There are often things which are unpleasant to think of, but in times like these such thoughts must be shared. I harbor deep distrust for anyone actually excited to vote in on Nov. 8. My lack of respect for those too apathetic to engage in democracy is deeper. Both candidates are exceptionally flawed individuals, but one is flawed within the normal paradigm of politics. This is not a raving endorsement of Hillary Clinton, but small differences in angles of course become large over time. The direction that Donald Trump would bring us is a radical unknown track.
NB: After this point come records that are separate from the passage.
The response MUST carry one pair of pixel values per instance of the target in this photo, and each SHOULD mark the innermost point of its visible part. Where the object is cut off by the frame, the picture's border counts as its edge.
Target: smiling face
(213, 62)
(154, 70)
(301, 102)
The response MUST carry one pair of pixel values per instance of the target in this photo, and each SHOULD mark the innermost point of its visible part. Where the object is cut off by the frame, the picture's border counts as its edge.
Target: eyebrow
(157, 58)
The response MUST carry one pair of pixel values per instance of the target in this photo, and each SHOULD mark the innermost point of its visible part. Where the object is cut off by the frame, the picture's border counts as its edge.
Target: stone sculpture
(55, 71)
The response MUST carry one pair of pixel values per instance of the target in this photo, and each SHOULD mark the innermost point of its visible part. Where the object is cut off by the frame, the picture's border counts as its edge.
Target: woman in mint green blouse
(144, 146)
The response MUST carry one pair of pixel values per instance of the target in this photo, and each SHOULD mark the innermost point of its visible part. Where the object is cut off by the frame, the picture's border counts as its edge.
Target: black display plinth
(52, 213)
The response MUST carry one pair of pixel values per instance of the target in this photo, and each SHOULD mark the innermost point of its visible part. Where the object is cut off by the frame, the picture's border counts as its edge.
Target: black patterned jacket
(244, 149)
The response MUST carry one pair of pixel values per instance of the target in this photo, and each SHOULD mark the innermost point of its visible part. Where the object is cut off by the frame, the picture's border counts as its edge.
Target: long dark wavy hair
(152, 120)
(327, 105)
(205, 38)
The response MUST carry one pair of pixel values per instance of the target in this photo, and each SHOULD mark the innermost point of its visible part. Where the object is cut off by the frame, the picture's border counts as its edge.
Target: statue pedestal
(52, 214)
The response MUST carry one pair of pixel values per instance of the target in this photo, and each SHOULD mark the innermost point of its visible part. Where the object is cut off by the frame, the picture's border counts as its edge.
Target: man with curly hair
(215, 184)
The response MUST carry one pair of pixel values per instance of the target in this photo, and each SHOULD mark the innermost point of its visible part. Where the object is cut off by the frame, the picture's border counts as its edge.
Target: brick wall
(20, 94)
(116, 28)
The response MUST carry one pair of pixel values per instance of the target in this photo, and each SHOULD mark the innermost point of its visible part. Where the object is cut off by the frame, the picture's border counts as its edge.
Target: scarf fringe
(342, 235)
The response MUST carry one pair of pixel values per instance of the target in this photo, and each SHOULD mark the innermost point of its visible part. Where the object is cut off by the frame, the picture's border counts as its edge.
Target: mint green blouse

There are many Americans who want just that. It is doubtful a majority of his supporters are attracted to his sexism, racism, or xenophobia, nor is it his famously couth persona. A large majority of the population never recovered from the economic crisis. For many, life is becoming ever more miserable. At the same time, a visible minority is prospering at the expense of the hardest working. Donald Trump plays into this anger, anger stemming from the last decade of mediocrity. As Trump often says to African Americans: “what do you have to lose.” I suspect many of his supporters have bought such an argument.
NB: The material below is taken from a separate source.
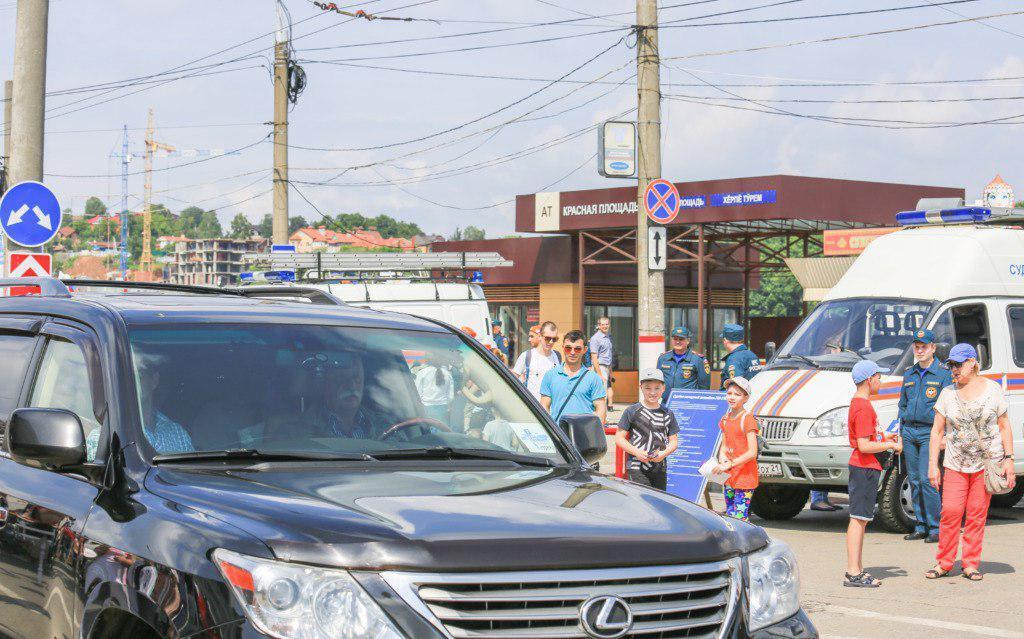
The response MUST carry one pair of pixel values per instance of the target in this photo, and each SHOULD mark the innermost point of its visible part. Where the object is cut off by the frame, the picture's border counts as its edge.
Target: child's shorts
(737, 503)
(863, 492)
Perceptions differ from reality. There is much to lose. Donald Trump has proven himself to lack knowledge on foreign affairs. His economic plans require deficit spending to an extreme no executive has dared asked for. Pressed for more than casuistries on any issue, Trump invariably deflects. The intricacies required for the office are countless, and Trump never has shown himself remotely presidential.
Writing as a third generation American, with deep Lebanese-Christian roots, I find the vitriol with which Trump demeans Muslims unnerving. There is no doubt that if elected his onslaughts against Muslims and Arabs would be normalized. Becoming a major party nominee has done so already, in many visible regards. Muslims and Arabs are tiny minorities, minorities which are empirically less likely to commit crimes in comparison with the dominant culture. Many Americans have been contrived into believing banning Muslims from entering our country is reasonable. Should Trump lose, the dangers to an accepting society remain vast. Trump may have distanced himself from that statement, but support for it has not gone away.
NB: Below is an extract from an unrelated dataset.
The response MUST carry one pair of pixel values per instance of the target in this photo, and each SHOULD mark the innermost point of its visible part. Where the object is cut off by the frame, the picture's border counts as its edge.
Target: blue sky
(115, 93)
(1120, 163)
Trump is most famous for his promises to build “The Wall” along the southern border, and to deport all eleven million illegal immigrants. The vast majority of illegal immigrants work hard at the jobs few Americans deign themselves to undertake. Without regard to the ethical implications of such a task, it must be noted that the last person to successfully deport eleven million people was Joseph Stalin. The assault on civil liberties required to fulfill such a promise outweighs even the wildest dreams of benefits.
It seems that bragging about sexual assault is too much for most with a conscious. That boasting done to impress a first cousin of Jeb Bush have all but shuttered Trump’s chances in a macabre twist to a tumultuous campaign. In a sense: poetic. Still, the distant chance remains that Trump may shock again. He has before, and will again. Against this, votes must be cast for a candidate that can win.